Supporting effective public sector reform is a major challenge that the World Bank and other agencies and stakeholders have been grappling with. It is increasingly recognized that political economy factors play a crucial role. However, beyond this broad proposition, specific questions arise: What country contexts are more/less propitious for public sector reforms and what reforms are likely to succeed where? And can more explicitly taking political economy challenges into account help to pursue public sector reforms even in less propitious contexts?
This paper addresses these issues in two ways: first, it draws on the existing literature to identify key propositions about factors that can trigger or facilitate public sector reforms, and those that tend to work against (successful) reforms. Second, it investigates the experience of World Bank public sector operations over the decade 2000-2010. It finds that governments in many developing countries face incentives to initiate public sector reforms, but that at the implementation stage, political costs frequently outweigh potential gains; and hence reforms are abandoned or left to wither. Real breakthroughs have been achieved in countries experiencing major structural shifts and those having political leadership committed to higher-level goals.

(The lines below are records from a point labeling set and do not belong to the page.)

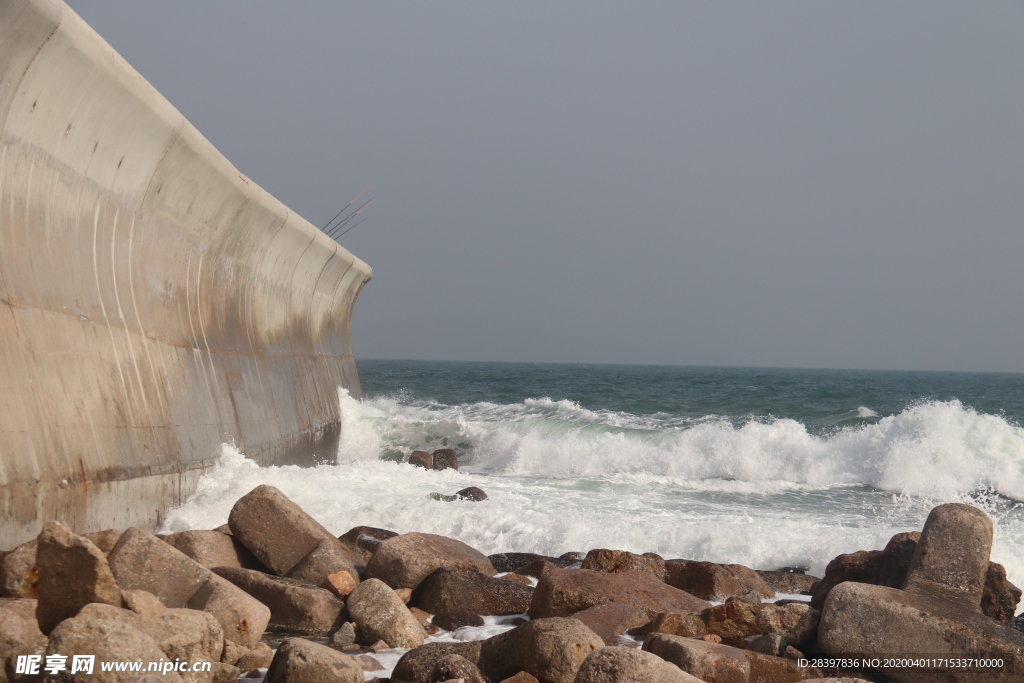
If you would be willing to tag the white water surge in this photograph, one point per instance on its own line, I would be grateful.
(559, 477)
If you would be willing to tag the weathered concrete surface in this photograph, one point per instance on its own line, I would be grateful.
(154, 301)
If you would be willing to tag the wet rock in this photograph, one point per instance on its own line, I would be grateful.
(329, 557)
(551, 649)
(453, 621)
(213, 549)
(104, 540)
(445, 459)
(562, 592)
(299, 660)
(110, 639)
(457, 590)
(379, 613)
(295, 605)
(512, 561)
(243, 617)
(471, 494)
(715, 582)
(622, 665)
(18, 573)
(416, 665)
(939, 609)
(611, 620)
(142, 602)
(73, 572)
(403, 561)
(616, 561)
(456, 667)
(422, 459)
(278, 531)
(788, 582)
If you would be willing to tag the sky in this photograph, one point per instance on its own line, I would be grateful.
(765, 184)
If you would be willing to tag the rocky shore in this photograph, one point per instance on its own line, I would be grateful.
(332, 603)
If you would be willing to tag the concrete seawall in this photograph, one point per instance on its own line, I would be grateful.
(154, 301)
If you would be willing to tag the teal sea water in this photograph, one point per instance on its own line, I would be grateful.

The review of operations shows that successful projects are significantly more widespread than the literature would lead to assume. Furthermore, it provides tentative evidence that investing in understanding political economy drivers has been associated with better project performance. Key implications are the need to differentiate between country contexts more clearly ex ante, concentrate more on reform implementation during windows of opportunity that are typically of limited duration, and design reforms with a clear plan of engagement with stakeholder incentives.